At first we had thought Professor Crayon's machine and therefore his career had been a hopeless failure. The old man's wild genius began to appear like pathetic madness... He had not looked upon the machine, that was reserved for us, his students. I had began to feel like we were no longer assisting in the experiments underneath Goldberg Hall, but were part of the experiment. I had began to suspect we were the subjects. Penny would laugh that off and said I was paranoid. Poor Penny.

She and I looked into another realm and another realm looked back and then one day shortly after it rained as I walked down the Holly River Trail we saw the people in the puddles.

The sky had been giant white palaces floating on a blue canvas. We turned off the cobblestone towards the dirt path that would lead us to our warm abode on Mercer Street. The white palaces collided, bruising themselves, screaming wind, and drop drop drop. Soon the trail was the moon's surface after a flood. The muddy craters filled until it was a land of a thousand tiny lakes. Each lake a window, a window with faces pressed against them. And these faces were men and women and children, tortured by time, screaming silent agonies of ages and ages, scratching at the surface of the puddles, unable to tear through the meniscus. Oh those faces, horrid, pained, but what was worse was the faces behind – not faces, but a fusion of the collected torment, twisted into an entity. Like the face of a screaming child, but this child had no nose, eyes, mouth, or flesh.

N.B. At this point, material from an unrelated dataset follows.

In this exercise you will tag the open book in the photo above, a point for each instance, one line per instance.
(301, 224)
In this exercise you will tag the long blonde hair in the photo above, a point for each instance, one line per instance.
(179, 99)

We ran, mad, horrified. I heard Penny cry, I turned and watched her ankle buckle. She collapsed, an uncoordinated belly flop into a pool. I ran to her, but as I did the rain pulled at my foot. I heard the suction slop of my shoe being pulled off as I freed my leg. I scrambled up and I could see penny, beneath the puddle, banging – screaming soundless screams.

I've seen her in those puddles ever since.

So, smoke fills my lungs, finding its way through the kitchen towel at my mouth. I look out to the fire as it licks my arms and the heavy ash and ember sting my eyes. I open the door and see Penny and the countless other screeching, banging, writhing, slapping their hands against the water from below the surface. I push towards the fire – and although the pain is immense, it seems like nothing compared to the people in the puddles.

I can't push any further. Please God, let me burn, let me burn. For I fear the rain.